Na podstawie tej rozpoznawczej pracy wstępnej, wyżej wymieniem trzej sprawozdawcy – przy współpracy naczelnego lekarza ośrodka chorób wewnętrznych, pana radcy sanitarnego dr Freymutha – opracowali plan budowy nowego szpitala na parceli rodziny Uphagenów we Wrzeszczu, rozszerzonej w kierunku torów kolejowych i alei (dziś aleja Zwycięstwa), i przedstawili go komisji mieszanej. Naszkicowano sposób zabudowy parceli, właściwy dla tej propozycji. Zgodnie z nią, dla chorych ma się najpierw zbudować jedenaście trzypiętrowych budynków w tzw. systemie pawilonowym, który został już zastosowany przy budowie lazaretu przy Sandgrube (dziś ulica Ks. Rogaczewskiego). Z tej liczby w ośmiu pawilonach, po 64 łóżka każdy, ma się znaleźć łącznie 512 łóżek; pozostałe trzy pawilony mają służyć chorym wymagającym izolacji, a mianowicie – dwa pawilony dla ośrodka chorób wewnętrznych, z łączną liczbą łóżek wynoszącą 80 (początkowo na dwóch piętrach), oraz jeden pawilon ośrodka chirurgicznego (50 łóżek), także dwupiętrowy. (…)
Przewidziano specjalny pawilon, z liczbą łóżek 44-50, dla płacących pacjentów chirurgii, który będzie połączony z innymi pawilonami zadaszonymi ciągami pieszymi. Zaprojektowano też własną kotłownię i maszynownię dla urządzeń grzewczych i mechanicznych.

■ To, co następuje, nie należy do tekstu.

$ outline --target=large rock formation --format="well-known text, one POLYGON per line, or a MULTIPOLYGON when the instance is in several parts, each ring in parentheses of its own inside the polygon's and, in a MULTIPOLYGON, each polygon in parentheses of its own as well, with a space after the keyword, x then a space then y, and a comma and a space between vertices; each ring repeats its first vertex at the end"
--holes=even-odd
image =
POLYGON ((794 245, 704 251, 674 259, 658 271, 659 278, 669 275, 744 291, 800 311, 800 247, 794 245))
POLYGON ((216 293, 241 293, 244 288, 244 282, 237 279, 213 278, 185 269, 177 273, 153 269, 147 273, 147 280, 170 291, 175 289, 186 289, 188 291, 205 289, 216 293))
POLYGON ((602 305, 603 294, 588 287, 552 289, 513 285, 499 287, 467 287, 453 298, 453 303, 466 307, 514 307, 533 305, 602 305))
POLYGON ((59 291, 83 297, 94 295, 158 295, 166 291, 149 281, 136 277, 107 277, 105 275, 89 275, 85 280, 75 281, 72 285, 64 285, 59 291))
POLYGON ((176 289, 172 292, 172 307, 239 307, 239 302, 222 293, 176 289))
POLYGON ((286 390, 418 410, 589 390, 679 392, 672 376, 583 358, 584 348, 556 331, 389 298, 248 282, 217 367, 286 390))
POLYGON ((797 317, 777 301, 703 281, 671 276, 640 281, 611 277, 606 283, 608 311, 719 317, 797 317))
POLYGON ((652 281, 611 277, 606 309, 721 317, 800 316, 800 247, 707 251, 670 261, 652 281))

Duży budynek administracyjny byłby usytuowany frontem ku głównej ulicy Wrzeszcza. Potrzebny jest stosowny budynek i magazyn gospodarczy, specjalny budynek mieszkalny dla personelu, a także pomieszczenia do składowania zwłok, dla laboratorium i do wykonywania sekcji zwłok oraz dla urzędu higieny. Wreszcie, po stronie południowej, w pewnym oddaleniu od szpitalnego kompleksu, przewidziano budynki mieszkalne dla lekarzy-ordynatorów, umiejscowione przy Wielkiej Alei.

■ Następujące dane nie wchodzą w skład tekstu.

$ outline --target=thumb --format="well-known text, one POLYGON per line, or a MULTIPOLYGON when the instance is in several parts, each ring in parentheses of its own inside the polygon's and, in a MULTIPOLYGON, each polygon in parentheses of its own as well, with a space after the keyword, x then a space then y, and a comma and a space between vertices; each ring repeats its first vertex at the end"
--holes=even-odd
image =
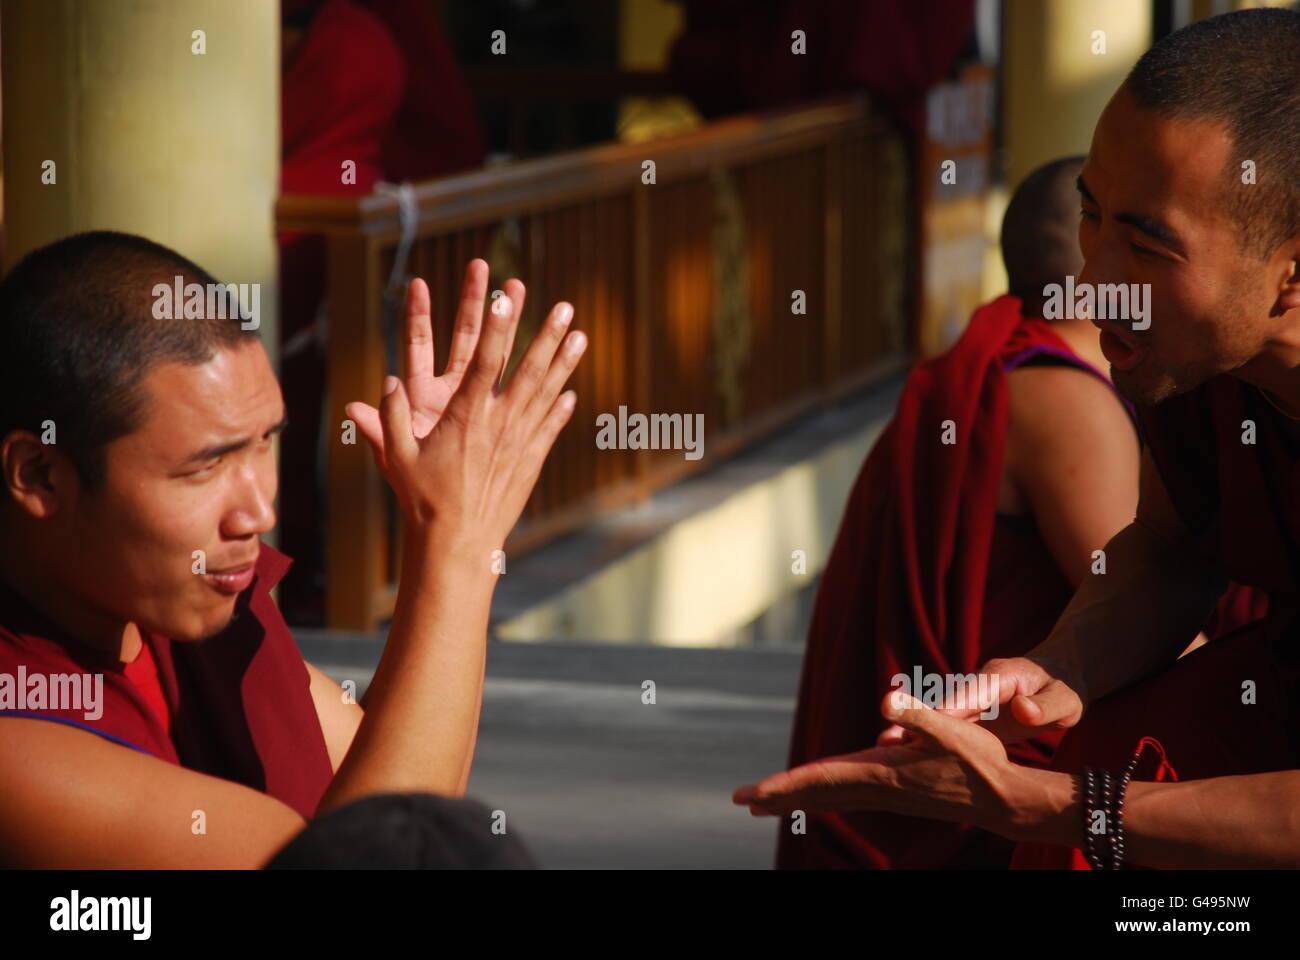
POLYGON ((876 737, 876 746, 878 747, 896 747, 912 741, 911 731, 904 730, 896 723, 891 723, 880 731, 876 737))
POLYGON ((894 690, 885 697, 881 713, 885 719, 904 730, 933 741, 945 750, 956 751, 961 735, 971 727, 965 720, 931 710, 920 700, 902 690, 894 690))
POLYGON ((419 453, 415 434, 411 432, 411 402, 406 388, 397 377, 384 378, 384 399, 379 403, 379 419, 384 425, 384 452, 389 463, 409 463, 419 453))
POLYGON ((384 466, 384 425, 379 421, 379 411, 368 403, 354 401, 343 408, 348 419, 356 424, 361 435, 366 438, 370 448, 375 452, 375 462, 383 471, 384 466))
POLYGON ((1018 696, 1011 701, 1011 716, 1027 727, 1053 724, 1073 726, 1081 714, 1079 695, 1053 680, 1032 696, 1018 696))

Jeśli chodzi o problem ogrzewania, plan budowy nie przedstawia jeszcze bliższych propozycji, ponieważ w tej sprawie konieczne są dalsze analizy. Na razie przewiduje się niskociśnieniowe ogrzewanie parowe lub też ogrzewanie ciepłą wodą. Do oświetlenia zaproponowano wykorzystanie światła elektrycznego.

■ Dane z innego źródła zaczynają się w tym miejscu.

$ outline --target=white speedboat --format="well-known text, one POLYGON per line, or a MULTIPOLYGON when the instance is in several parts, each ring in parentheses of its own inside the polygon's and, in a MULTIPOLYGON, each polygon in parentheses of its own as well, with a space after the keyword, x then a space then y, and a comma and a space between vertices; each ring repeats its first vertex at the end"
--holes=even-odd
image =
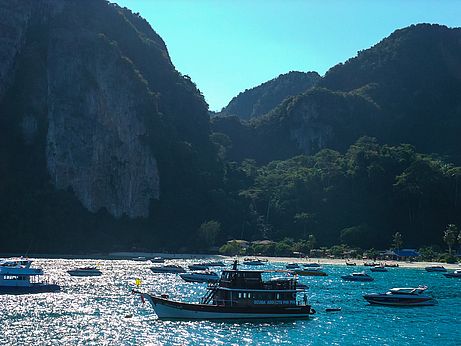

Tak się rysuje zaprojektowany dotąd plan budowy. Nie należy go jednak traktować jako ostatecznie zatwierdzonego, ponieważ – według naszej wiedzy – stosowne dyskusje komisji nie zostały jeszcze zakończone, a decyzje magistratu nie zostały podjęte. Przewiduje się, że nie będą wprowadzane zasadnicze zmiany (...). Wypada przyjąć, że przedstawiony szkic będzie mógł istotnie służyć za podstawę ukształtowania ostatecznego projektu budowlanego.
W warunkach wielkiego zainteresowania, jakim cieszy się i musi się cieszyć to ważne, nowe dzieło komunalne, uważaliśmy za właściwe przedstawić ten problem naszym czytelnikom już obecnie. Można ufać władzom miasta – przy wielkiej powadze i przezorności, jaką prezentują w badaniu tej sprawy powołane do tego organy – że przyjmą one za swój honor powołać do życia instytucję godną gdańskich dzieł reformatorskich w zakresie higieny, stosowną do odpowiednich możliwości naszego miasta.